Expect the Unexpected
In the fall semester, I directed the one-act show the Bling Ring as a part of the Student-Playwrighting Showcase. The show was recorded, edited, and available for streaming for a period of time following the run of the show that friends and family could view from anywhere because live audiences were restricted. With the addition of masks, the actors had to work even harder on conveying vocal inflection and body expression for their character choices to be understood on camera.
While the entire production team was grateful for the ability to still be producing theatre in a somewhat live format, the shows the Drake Theatre Department produced in the first semester were a definite learning experience for everyone involved, especially with the addition of camera usage.
Get Creative & Learn To Adapt
In preparation for the second semester, the department was able to purchase four camera lenses to use for the productions, Into the Woods and Spunk. The addition of this technology could enhance the audience’s viewing experience by being able to witness closer camera shots of the actors, and on the other hand, changing the approach to the rehearsal and technical rehearsal process. Every design department also had to think about how they may need to change their design element based on the new factor: cameras.

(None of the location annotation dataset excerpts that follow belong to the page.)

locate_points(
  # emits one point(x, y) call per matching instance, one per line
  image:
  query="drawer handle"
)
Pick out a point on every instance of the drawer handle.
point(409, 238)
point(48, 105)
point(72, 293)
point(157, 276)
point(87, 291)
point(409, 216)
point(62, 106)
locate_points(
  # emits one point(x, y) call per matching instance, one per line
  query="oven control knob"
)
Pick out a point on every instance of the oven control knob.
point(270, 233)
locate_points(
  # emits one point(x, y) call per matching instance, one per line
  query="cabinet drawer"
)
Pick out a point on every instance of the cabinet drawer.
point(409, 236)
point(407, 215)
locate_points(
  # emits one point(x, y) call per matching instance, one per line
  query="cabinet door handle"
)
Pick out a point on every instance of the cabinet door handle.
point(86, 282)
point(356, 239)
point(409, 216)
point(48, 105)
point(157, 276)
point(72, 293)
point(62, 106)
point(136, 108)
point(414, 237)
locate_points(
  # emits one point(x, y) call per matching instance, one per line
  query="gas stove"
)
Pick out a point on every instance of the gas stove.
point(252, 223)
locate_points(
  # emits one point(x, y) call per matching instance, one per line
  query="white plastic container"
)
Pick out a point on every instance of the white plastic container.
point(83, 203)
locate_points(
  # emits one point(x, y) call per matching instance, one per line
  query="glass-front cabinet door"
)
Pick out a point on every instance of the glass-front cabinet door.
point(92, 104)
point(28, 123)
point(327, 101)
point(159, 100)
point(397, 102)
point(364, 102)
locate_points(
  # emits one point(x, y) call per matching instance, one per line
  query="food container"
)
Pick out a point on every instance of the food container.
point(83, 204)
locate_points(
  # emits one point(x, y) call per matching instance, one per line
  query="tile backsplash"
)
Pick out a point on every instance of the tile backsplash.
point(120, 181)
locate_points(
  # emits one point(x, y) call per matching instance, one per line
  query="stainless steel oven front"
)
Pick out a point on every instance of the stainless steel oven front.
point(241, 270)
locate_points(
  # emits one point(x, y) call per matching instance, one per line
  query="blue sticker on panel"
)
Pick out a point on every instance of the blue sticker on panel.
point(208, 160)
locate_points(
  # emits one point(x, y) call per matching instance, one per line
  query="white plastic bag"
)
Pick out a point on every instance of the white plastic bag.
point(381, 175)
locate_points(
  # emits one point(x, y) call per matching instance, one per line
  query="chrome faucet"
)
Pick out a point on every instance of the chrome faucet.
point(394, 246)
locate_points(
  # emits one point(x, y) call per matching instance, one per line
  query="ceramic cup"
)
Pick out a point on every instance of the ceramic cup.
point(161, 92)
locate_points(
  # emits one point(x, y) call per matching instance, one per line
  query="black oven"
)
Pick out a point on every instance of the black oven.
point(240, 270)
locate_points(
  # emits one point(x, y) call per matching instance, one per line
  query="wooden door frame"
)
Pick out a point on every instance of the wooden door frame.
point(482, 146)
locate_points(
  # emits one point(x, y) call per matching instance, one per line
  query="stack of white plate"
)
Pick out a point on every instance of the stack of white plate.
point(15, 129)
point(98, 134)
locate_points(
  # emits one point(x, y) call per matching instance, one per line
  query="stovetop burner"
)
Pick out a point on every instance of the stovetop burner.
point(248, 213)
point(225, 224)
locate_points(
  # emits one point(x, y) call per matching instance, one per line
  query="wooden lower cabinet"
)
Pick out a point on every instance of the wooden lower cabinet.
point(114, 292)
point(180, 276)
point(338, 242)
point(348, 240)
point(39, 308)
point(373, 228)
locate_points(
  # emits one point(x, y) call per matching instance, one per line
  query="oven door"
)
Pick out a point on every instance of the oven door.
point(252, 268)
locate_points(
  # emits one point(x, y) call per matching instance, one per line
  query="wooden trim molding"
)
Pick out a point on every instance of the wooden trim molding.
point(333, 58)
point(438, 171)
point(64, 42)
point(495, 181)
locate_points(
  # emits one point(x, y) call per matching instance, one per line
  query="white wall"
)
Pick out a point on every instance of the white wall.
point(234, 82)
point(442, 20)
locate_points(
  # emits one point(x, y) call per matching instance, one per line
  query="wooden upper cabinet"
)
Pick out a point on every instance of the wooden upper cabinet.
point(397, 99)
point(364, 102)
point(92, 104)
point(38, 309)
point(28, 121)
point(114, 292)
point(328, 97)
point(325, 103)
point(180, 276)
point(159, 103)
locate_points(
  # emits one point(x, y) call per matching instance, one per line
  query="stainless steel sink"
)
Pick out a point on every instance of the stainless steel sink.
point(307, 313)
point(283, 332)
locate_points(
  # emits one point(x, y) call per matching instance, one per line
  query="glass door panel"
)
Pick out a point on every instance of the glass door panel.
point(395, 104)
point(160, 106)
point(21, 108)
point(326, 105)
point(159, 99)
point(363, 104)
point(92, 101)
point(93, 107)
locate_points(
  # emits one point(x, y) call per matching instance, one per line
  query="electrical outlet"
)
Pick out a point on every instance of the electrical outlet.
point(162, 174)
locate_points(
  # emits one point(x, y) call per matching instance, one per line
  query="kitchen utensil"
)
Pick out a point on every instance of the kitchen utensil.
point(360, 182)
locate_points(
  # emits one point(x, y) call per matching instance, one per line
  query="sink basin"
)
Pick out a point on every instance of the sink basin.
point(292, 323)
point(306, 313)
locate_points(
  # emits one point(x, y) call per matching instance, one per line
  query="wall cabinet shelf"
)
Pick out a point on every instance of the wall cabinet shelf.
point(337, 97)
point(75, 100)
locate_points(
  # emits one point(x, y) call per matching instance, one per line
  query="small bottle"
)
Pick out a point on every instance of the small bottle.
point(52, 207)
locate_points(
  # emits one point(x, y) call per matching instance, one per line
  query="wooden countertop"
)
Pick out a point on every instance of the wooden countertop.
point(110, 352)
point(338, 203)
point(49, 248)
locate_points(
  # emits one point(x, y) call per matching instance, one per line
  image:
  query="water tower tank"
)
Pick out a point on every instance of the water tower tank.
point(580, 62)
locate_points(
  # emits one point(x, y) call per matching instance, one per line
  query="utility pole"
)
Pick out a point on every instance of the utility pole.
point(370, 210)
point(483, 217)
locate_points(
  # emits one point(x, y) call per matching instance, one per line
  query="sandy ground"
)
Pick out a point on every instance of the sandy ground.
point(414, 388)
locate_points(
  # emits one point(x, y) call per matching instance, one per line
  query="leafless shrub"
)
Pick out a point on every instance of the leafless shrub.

I was incredibly grateful for the opportunity to take on the role of Assistant Director for Into The Woods. Throughout the rehearsal process, there was an emphasis on specific blocking and movement to prepare for the addition of multiple camera angles. The actors had to readjust some of their thinking, and learn to let go of “playing out to an audience.” In the end, the show was live-streamed from one theatre to another with a limited capacity of friends and family in attendance.
In conjunction with my love of film, I was overjoyed to have been given the opportunity to work as the director during the actual run of the show by calling the camera cues. Without the need for adaptation to a new “type” of theatre, I along with some of my other peers with an interest in film, wouldn’t have the ability to gain knowledge on filming aspects and video production.